Or is it because this regime finds moral clarity acutely discomforting? The State insists the matter is purely legal. That a motor vehicle once belonging to the Zambia Revenue Authority found its way to the Archbishop, and that questions must therefore be asked.

Yet even within the factual record now circulating publicly, the narrative is far less sensational than the accusations suggest. Investigations into the disposal of ZRA vehicles were conducted by a Joint Investigations Team comprising multiple agencies. That process resulted in the arrest and prosecution of two former ZRA officials, Kingsley Chanda and Callistus Kaoma, for failure to follow procedure in the disposal of 22 vehicles.

What is conspicuously absent from the court record is any finding that Archbishop Alick Banda stole, solicited, or unlawfully acquired a motor vehicle. Evidence presented in court shows that when the Archbishop learned that the Toyota Hilux associated with him was under investigation, he surrendered it voluntarily to the Joint Investigations Team. The vehicle was not recovered from him.

It was later produced in court as an exhibit in the case against the ZRA officials. No charge was laid against the Archbishop. No offence was attributed to him.
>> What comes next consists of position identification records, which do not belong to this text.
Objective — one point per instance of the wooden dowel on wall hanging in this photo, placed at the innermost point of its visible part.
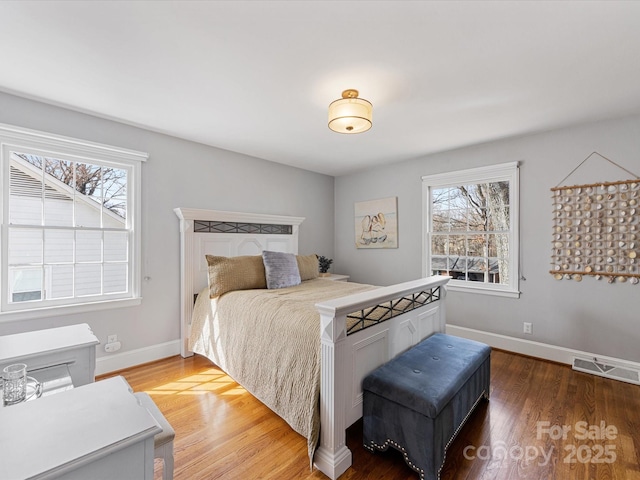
(600, 184)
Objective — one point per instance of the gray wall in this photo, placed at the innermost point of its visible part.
(591, 316)
(178, 173)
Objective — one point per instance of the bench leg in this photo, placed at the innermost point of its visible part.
(166, 453)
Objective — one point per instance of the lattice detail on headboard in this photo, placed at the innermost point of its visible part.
(207, 226)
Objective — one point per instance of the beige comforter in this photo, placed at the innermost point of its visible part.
(269, 342)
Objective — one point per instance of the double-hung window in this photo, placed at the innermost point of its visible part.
(471, 228)
(70, 224)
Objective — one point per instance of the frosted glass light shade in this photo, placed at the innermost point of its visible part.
(350, 114)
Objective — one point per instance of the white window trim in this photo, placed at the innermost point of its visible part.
(26, 139)
(505, 171)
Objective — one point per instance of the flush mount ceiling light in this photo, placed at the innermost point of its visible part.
(350, 114)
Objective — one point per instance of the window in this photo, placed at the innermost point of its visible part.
(70, 224)
(471, 228)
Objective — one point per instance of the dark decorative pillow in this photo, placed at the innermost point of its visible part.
(281, 269)
(308, 267)
(235, 273)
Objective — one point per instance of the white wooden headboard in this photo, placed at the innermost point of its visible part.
(229, 234)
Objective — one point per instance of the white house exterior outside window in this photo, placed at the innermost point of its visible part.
(471, 228)
(70, 225)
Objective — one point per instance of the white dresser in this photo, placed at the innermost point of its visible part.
(98, 431)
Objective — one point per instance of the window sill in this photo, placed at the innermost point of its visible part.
(68, 309)
(456, 287)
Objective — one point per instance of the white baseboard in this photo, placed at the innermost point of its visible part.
(533, 349)
(118, 361)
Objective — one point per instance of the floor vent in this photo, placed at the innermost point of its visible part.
(616, 372)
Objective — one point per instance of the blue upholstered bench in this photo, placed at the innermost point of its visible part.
(418, 401)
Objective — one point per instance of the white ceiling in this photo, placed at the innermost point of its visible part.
(256, 77)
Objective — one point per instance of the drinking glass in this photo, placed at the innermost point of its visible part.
(14, 388)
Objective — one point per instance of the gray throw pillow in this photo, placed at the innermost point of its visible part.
(281, 269)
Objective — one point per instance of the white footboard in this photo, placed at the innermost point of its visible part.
(413, 311)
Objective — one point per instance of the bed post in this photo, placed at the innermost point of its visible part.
(186, 280)
(332, 456)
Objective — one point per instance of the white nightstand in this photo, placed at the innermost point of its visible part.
(337, 277)
(73, 346)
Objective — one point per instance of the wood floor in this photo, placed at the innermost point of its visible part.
(544, 421)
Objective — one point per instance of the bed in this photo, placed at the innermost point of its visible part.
(342, 330)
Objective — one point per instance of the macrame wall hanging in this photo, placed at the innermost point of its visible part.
(596, 229)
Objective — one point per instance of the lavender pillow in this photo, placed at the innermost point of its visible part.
(281, 269)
If there had been evidence of criminality, the prosecution would have had every opportunity to add his name to the charge sheet. It did not. This is why the current summons feels less like due process and more like insistence.

As if the State is determined to extract something that has already been examined, testified to, and judicially concluded. As if explanation itself is now the offence. Not long ago, a senior official of the ruling party publicly labelled Archbishop Banda “the Lucifer of Zambia”.

It was a statement so incendiary, so reckless, that it should have attracted immediate condemnation and discipline from the highest office in the land. Instead, the response was silence. Worse still, the silence felt like approval.

When private citizens attempted to pursue legal redress for hate speech and criminal defamation, the process was swiftly halted. The insult stood. The wound festered.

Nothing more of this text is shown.